Si el episodio hubiese ocurrido tan sólo un año antes, Alois le habría propinado una tunda, de esa variedad apocalíptica que deja una cicatriz en el corazón, pero ahora el chico, a juzgar por la expresión de sus ojos, era lo bastante bravo para no dar cuartel a Alois. Por tanto, no le pegó. Llegó a la conclusión de que no hacerlo fue un error. Una buena zurra habría dejado zumbando la cabeza del chico. Ahora Alois hijo podría pensar que su padre le tenía un poco de miedo, quizás un poco, sí. En la práctica, siguió reduciendo la duración de su horario: era un mozo de ciudad haciendo un trabajo veraniego. Poco antes de la puesta de sol, pedía permiso al padre para montar a Ulan.

Alois se dijo a sí mismo que el problema consistía en que no era un padre severo. Por debajo de toda su aspereza, tenía un corazón blando. Lo cierto era que adoraba a su hijo. Era tan atractivo. Inquieto, sí, y víctima de arrebatos terribles, igual que su madre. Tenía un orgullo un tanto desmedido, y distaba mucho de estar obteniendo una educación decente. Aun así, cuando quería sabía ser tan encantador como Fanni. A Alois le recordaba lo bien que ella se movía. Incluso se enorgullecía de la rapidez con que el chico se había entendido con el semental. El propio Alois dudaba a la hora de montarlo. Era en verdad un largo recorrido hasta el suelo para un hombre pesado. Pero Alois hijo lo ensillaba con todo el esplendor de un cadete, de aquellos que paseaban por las mejores calles de Viena luciendo las botas que Alois les había hecho en aquellos años en los que admiraba tanto su prestancia de jóvenes. Evocó recuerdos de aquellos oficiales pavoneándose en la Ringstrasse con sus bellas damas, mientras él, el aprendiz, había soñado con encontrar para sí a una joven, elegante y bonita sombrerera, ¡sí, el viejo sueño!

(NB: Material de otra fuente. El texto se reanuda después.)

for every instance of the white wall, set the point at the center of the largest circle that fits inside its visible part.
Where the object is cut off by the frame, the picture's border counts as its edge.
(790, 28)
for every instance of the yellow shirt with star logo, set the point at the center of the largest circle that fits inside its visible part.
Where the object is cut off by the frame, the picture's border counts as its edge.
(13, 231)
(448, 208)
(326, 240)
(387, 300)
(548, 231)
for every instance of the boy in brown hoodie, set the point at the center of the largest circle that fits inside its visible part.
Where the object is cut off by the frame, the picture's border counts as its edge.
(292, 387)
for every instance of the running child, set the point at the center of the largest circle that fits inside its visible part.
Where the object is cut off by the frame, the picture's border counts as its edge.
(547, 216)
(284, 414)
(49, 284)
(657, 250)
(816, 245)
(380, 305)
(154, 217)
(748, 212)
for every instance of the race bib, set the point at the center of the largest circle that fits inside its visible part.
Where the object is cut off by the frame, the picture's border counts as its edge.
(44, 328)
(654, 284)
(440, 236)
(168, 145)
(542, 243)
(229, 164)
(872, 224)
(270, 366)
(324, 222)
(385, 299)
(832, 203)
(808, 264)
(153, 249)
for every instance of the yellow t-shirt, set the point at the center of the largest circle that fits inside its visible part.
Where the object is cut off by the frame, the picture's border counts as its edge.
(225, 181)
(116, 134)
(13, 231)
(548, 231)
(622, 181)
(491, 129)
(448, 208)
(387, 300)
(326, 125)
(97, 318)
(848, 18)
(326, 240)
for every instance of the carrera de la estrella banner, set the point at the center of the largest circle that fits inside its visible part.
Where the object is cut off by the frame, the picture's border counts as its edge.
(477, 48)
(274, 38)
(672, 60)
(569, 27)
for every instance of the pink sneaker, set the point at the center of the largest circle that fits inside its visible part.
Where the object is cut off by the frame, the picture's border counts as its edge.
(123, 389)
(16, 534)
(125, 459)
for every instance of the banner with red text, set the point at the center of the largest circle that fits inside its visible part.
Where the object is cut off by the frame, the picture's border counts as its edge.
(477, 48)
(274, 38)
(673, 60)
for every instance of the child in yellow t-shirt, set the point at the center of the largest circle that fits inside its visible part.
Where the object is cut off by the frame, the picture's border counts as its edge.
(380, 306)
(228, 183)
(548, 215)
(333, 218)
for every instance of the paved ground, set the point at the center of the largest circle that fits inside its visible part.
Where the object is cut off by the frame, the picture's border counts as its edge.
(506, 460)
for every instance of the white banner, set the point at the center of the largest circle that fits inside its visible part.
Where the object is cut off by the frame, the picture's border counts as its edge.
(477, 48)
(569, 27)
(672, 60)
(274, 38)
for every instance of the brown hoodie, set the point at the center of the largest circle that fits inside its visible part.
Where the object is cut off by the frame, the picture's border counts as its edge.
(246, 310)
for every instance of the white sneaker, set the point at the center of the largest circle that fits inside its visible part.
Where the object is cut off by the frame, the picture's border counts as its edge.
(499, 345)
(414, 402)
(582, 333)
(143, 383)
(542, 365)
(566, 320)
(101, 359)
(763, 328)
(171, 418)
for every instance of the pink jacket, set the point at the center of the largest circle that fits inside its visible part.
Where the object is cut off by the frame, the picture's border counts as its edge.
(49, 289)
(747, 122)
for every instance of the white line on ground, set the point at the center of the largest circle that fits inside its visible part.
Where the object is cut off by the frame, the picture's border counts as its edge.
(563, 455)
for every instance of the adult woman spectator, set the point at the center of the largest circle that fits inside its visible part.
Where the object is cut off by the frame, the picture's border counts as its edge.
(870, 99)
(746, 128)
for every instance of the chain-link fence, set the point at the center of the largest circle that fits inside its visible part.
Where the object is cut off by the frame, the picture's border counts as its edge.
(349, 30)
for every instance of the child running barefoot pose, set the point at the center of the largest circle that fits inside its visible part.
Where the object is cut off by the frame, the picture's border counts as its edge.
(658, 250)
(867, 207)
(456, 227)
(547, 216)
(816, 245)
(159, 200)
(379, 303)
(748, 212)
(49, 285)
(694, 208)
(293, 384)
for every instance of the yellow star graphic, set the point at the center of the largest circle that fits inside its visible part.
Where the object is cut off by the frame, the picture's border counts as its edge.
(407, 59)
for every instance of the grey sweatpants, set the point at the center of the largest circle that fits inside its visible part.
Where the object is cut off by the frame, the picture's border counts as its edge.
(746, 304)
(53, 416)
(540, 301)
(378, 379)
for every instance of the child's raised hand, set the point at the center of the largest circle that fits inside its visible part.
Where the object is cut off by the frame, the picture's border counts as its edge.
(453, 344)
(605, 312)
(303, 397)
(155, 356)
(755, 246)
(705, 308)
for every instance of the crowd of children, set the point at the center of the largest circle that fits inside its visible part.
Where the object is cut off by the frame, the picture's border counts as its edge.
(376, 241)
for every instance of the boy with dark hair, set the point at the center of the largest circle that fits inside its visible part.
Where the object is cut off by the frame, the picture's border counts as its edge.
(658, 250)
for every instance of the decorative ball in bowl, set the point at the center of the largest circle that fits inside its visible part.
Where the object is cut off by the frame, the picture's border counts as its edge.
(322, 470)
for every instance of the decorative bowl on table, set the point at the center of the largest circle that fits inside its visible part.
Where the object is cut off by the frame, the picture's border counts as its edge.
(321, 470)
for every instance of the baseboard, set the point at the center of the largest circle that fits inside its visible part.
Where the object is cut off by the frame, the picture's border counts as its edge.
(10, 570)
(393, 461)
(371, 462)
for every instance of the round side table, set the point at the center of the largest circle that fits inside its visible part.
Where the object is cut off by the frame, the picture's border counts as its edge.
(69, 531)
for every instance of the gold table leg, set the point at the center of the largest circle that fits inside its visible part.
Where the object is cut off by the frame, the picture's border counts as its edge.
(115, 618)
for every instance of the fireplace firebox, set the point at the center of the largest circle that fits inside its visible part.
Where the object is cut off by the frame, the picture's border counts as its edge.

Abrirían una tienda que ofreciese los más finos sombreros artesanos y las botas más espléndidas, un sueño idiota, pero su hijo Alois le recordaba a aquellos cadetes. Era un joven muy atractivo. No se parecía en nada a Adolf, con su mal genio histérico, ni a Edmund, lleno de mocos.

Así que era incapaz de negársela cuando Alois le pedía una hora libre. Al fin y al cabo, había que ejercitar a Ulan. Y el caballo amaba a su joven jinete, pero no al padre: cada vez que se acercaba, el animal le enseñaba los dientes, en un gesto de maldad inconfundible.